周徐紡思考了一下:「還好。」不能說實話,江織太精明了。
他又問:「怎麼賺的?」
她回:「打工。」
「都打什麼工?」
他語氣隨意,聽起來像是閒聊。
周徐紡沒有猶豫很久,開始一一回答。
「貼膜。」
「送外賣。」
「群眾演員。」
「當模特。」
「發傳單。」
「代駕。」
「搬磚。」
「……」
後面還有,她羅列了十幾份工種。
就是沒有職業跑腿人。
等等——
江織語調都拔高了:「你還去搬磚?」
「去啊。」她說,「搬磚錢多。」主要是她力氣大,一個人可以搬三個男人的量。
這時,江織腦子裡浮現出一個瘦弱的身影,戴著個紅色安全帽,在一堆臭男人中間,穿著不合身的衣服,戴著破了好多洞的手套,腳踩一雙解放鞋,弓著腰灰頭土臉、可憐兮兮地搬磚……
不能想,他要心痛死!
他幾乎用吼的:「以後不准去搬磚!」
為什麼不准去?搬磚輕鬆又賺錢啊,周徐紡想不明白,但還是答應了:「哦。
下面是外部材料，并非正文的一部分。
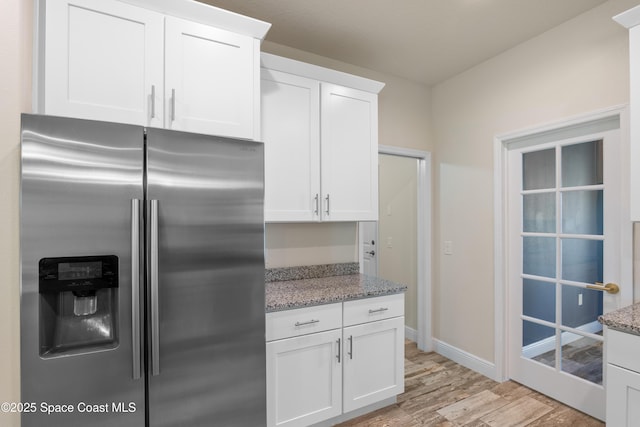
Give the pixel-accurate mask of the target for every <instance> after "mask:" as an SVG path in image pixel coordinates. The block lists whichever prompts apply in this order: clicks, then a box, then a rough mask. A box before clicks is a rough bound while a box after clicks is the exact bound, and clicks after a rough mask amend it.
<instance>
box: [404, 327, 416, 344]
mask: <svg viewBox="0 0 640 427" xmlns="http://www.w3.org/2000/svg"><path fill="white" fill-rule="evenodd" d="M404 337H405V339H408V340H409V341H413V342H418V331H416V330H415V329H413V328H410V327H408V326H407V325H404Z"/></svg>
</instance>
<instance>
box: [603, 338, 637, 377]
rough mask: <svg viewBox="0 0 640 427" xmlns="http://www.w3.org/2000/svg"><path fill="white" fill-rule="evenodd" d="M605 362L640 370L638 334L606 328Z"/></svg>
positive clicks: (624, 367) (622, 366) (624, 366)
mask: <svg viewBox="0 0 640 427" xmlns="http://www.w3.org/2000/svg"><path fill="white" fill-rule="evenodd" d="M606 345H607V363H611V364H614V365H617V366H621V367H623V368H626V369H630V370H632V371H636V372H640V336H638V335H633V334H628V333H626V332H620V331H615V330H612V329H608V330H607V336H606Z"/></svg>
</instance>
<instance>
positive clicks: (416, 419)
mask: <svg viewBox="0 0 640 427" xmlns="http://www.w3.org/2000/svg"><path fill="white" fill-rule="evenodd" d="M339 426H340V427H365V426H366V427H418V426H439V427H454V426H465V427H487V426H490V427H506V426H509V427H511V426H514V427H515V426H527V427H550V426H573V427H596V426H597V427H602V426H604V423H602V422H601V421H599V420H596V419H594V418H591V417H589V416H588V415H585V414H583V413H581V412H578V411H576V410H574V409H572V408H569V407H567V406H564V405H562V404H561V403H559V402H557V401H555V400H553V399H551V398H549V397H547V396H544V395H542V394H540V393H537V392H535V391H533V390H531V389H529V388H527V387H524V386H522V385H520V384H518V383H516V382H513V381H507V382H505V383H497V382H495V381H493V380H491V379H489V378H487V377H485V376H483V375H481V374H479V373H477V372H474V371H472V370H470V369H467V368H465V367H463V366H461V365H458V364H457V363H455V362H452V361H451V360H449V359H446V358H444V357H443V356H440V355H439V354H436V353H424V352H421V351H419V350H418V349H417V347H416V344H415V343H412V342H407V344H406V346H405V392H404V393H403V394H401V395H400V396H398V402H397V403H396V404H395V405H391V406H388V407H386V408H382V409H380V410H378V411H375V412H372V413H370V414H366V415H363V416H361V417H358V418H355V419H353V420H350V421H347V422H344V423H342V424H339Z"/></svg>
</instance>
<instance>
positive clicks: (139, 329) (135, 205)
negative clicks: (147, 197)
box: [131, 199, 141, 380]
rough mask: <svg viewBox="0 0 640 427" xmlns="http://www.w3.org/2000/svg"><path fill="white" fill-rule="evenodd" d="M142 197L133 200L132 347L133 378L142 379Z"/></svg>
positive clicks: (132, 220)
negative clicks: (140, 371) (141, 257)
mask: <svg viewBox="0 0 640 427" xmlns="http://www.w3.org/2000/svg"><path fill="white" fill-rule="evenodd" d="M140 346H141V343H140V199H132V200H131V347H132V350H131V352H132V357H133V379H134V380H138V379H140V366H141V361H140V354H141V351H140V349H141V347H140Z"/></svg>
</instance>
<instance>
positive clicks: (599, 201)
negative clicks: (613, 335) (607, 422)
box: [507, 129, 631, 420]
mask: <svg viewBox="0 0 640 427" xmlns="http://www.w3.org/2000/svg"><path fill="white" fill-rule="evenodd" d="M560 135H562V133H558V137H559V136H560ZM620 146H621V144H620V131H619V129H614V130H605V131H602V132H597V133H591V134H588V135H581V136H577V137H572V138H565V139H560V138H558V139H556V138H538V139H537V140H536V138H532V139H531V141H530V142H528V143H515V144H512V147H509V151H508V175H507V178H508V185H507V191H508V194H507V200H508V211H507V215H508V245H509V249H508V254H507V257H508V295H509V299H508V301H509V308H508V311H509V314H508V329H509V344H508V347H509V350H508V353H509V360H508V363H509V376H510V378H512V379H514V380H515V381H518V382H520V383H522V384H524V385H526V386H529V387H531V388H533V389H536V390H538V391H540V392H542V393H544V394H546V395H548V396H551V397H553V398H555V399H557V400H560V401H561V402H563V403H565V404H567V405H569V406H572V407H575V408H576V409H578V410H580V411H583V412H585V413H588V414H590V415H592V416H594V417H596V418H599V419H602V420H603V419H604V415H605V407H604V402H605V398H604V388H603V385H602V384H603V362H602V355H603V336H602V326H601V325H600V323H599V322H598V316H600V315H601V314H603V313H606V312H608V311H610V310H612V309H615V308H618V305H619V301H620V295H619V294H613V293H609V292H606V291H603V290H602V286H600V290H597V289H592V287H593V286H599V285H596V283H605V284H607V283H615V284H618V285H620V286H629V287H630V286H631V285H630V284H628V283H620V279H621V267H620V265H621V263H620V258H621V255H622V254H621V244H620V230H621V224H620V223H621V220H620V218H621V213H620V212H621V209H622V207H621V204H622V202H621V190H620V187H621V169H622V168H621V165H622V161H623V160H624V161H626V159H622V158H621V147H620ZM625 292H627V290H625Z"/></svg>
」
真乖。
一直這麼乖就好了。
江織:「徐紡。」
周徐紡:「。」
「去睡吧,很晚了。」
「嗯。」
「晚安。」
「晚安。」
最後江織發了個從薛寶怡那裡保存過來的『只要你乖給你買條gai』的表情包。
周徐紡回了個句號。
然後聊天沒有再繼續,江織本來還想再聊會兒,但一想到周徐紡要打那麼多份工,還去搬磚,就沒捨得再耽誤她睡覺的時間。
他盯著那個句號。
聊天頁面的背景圖是她的照片,從美髮店老闆那裡要來的那張,她應該很少拍照,表情很呆,眼神放空,臉上是表情包本包——我是誰我在哪我要幹什麼?!
病房裡沒開燈,阿晚進來就看見一束手機的光打在他老闆那張顛倒眾生的臉上,午夜驚魂的美色啊,像個妖艷女鬼。
不知道從什麼時候開始,他老闆有了熬夜的習慣。
阿晚友情提示:「老闆,您還不睡嗎?十點多了。」
他還盯著手機:「查得怎麼樣了?」
「周小姐名下沒查到什麼不動產,房子也不是登記在她戶頭下的。」存款更是少得讓人同情心泛濫。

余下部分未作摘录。